The collaboration will see Apple providing the underlying Indoor Mapping Data Format (IMDF) and internet-based indoor positioning technology. Meanwhile, Dent Reality is responsible for bringing their mapping AR navigation technology to complete the function.
As stated in a Medium post, the startup’s end product of AR indoor mapping is a seamless integration and enables the regular Joe or Jane to maneuver the application easily.
Users can “hold up for AR, bring down for map and regular UI (user interface). The same as using the camera in an app like Snapchat,” states the article.
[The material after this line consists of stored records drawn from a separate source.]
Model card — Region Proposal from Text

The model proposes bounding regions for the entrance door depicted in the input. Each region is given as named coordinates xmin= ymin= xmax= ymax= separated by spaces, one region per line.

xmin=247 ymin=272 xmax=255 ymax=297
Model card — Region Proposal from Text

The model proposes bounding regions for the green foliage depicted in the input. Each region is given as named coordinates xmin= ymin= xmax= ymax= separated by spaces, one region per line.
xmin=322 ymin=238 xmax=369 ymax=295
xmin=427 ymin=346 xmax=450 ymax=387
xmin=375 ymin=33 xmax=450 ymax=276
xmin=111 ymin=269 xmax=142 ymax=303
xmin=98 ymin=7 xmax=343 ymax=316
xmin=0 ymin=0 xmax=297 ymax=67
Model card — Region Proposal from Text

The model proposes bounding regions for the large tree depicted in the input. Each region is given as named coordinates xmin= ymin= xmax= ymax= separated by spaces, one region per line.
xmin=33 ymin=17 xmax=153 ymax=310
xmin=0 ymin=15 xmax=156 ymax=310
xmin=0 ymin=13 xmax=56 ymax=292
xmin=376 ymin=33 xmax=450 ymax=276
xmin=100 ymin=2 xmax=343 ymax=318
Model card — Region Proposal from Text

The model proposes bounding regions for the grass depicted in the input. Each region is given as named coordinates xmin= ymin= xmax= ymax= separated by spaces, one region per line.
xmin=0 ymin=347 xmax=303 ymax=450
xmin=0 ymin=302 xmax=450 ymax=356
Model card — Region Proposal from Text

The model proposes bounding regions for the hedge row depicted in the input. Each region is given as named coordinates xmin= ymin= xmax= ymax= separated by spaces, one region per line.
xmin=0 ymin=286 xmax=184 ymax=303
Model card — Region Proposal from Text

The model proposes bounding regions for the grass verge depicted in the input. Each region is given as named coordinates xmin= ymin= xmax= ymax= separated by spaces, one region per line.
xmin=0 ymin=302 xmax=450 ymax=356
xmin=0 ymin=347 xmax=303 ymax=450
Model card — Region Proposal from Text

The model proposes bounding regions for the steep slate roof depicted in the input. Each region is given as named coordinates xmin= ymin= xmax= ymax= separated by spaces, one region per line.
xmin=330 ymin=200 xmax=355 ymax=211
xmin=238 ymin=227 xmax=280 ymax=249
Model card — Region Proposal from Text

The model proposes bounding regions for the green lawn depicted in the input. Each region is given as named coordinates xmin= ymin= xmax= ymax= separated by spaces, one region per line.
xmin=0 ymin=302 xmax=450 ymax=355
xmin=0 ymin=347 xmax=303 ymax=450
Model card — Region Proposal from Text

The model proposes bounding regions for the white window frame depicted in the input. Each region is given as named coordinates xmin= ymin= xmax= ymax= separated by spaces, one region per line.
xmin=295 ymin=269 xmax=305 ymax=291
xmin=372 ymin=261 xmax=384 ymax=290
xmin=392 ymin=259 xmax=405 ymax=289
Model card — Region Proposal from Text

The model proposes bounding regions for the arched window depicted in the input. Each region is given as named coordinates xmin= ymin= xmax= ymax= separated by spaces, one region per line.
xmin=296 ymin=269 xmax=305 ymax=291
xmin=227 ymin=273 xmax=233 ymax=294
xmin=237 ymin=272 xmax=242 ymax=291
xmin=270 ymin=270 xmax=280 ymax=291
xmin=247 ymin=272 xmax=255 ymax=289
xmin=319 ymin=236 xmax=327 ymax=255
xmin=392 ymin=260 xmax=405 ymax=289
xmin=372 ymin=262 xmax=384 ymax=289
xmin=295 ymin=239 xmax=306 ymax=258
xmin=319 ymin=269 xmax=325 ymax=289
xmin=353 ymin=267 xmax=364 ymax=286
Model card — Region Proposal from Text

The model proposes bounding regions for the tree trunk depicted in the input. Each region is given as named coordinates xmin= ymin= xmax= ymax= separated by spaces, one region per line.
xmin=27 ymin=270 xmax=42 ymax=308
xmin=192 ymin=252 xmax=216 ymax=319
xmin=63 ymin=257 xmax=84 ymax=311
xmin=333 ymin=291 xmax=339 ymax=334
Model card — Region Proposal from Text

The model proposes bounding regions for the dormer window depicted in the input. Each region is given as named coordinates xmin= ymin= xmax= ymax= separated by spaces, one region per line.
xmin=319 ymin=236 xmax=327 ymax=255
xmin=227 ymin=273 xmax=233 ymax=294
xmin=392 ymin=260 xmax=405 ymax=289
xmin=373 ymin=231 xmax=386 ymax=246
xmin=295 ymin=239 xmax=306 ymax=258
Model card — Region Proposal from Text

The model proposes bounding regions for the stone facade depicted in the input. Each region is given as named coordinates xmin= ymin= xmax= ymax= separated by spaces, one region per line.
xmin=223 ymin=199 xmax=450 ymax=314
A deep exploration of (XR) extended reality
Apple’s enthusiasm with immersive technologies has dispersed into its consumer tech and most popular product — the iPhone. Last November, The Information reported that Apple plans to replace iPhones within the next decade and by 2022, release an AR headset followed by a sleeker version in 2023.
The AR glasses will enable overlay of content in the real world and users will find a range of graphics, including directions, offers, restaurant reviews, and attractions appearing in their field of vision.
The functions and applications are part of its ARKit, an in-house software development platform for AR experiences. At the same time, the ARKit supports the company’s endeavors in AR and its devices.
Apple isn’t the only passenger on board the AR train, Google is also bringing AR experiences to its users.
In the current climate, with movement and travel halted, the company’s AR feature can help businesses engage with a captive audience at home.
“Now you can use AR to place 3D digital objects right in your own space directly from Search or from websites on Chrome. Learn more about everything from NASA’s Curiosity Rover to human anatomy to animals like hedgehogs, penguins, and sharks, with a greater sense of context and scale,” as stated on its website.
Adding on, the search giant also integrated AR features to enhance its Maps app to help users navigate their way. In Google’s case, the tech titan employs AR as an enhancement of its applications and features, alleviating user experience with added digital content for engagement.
Even so, Google is showing no signs of slowing down as it has been consistent on the AR journey and was listed as one of the major investors of Magic Leap, along with Alibaba.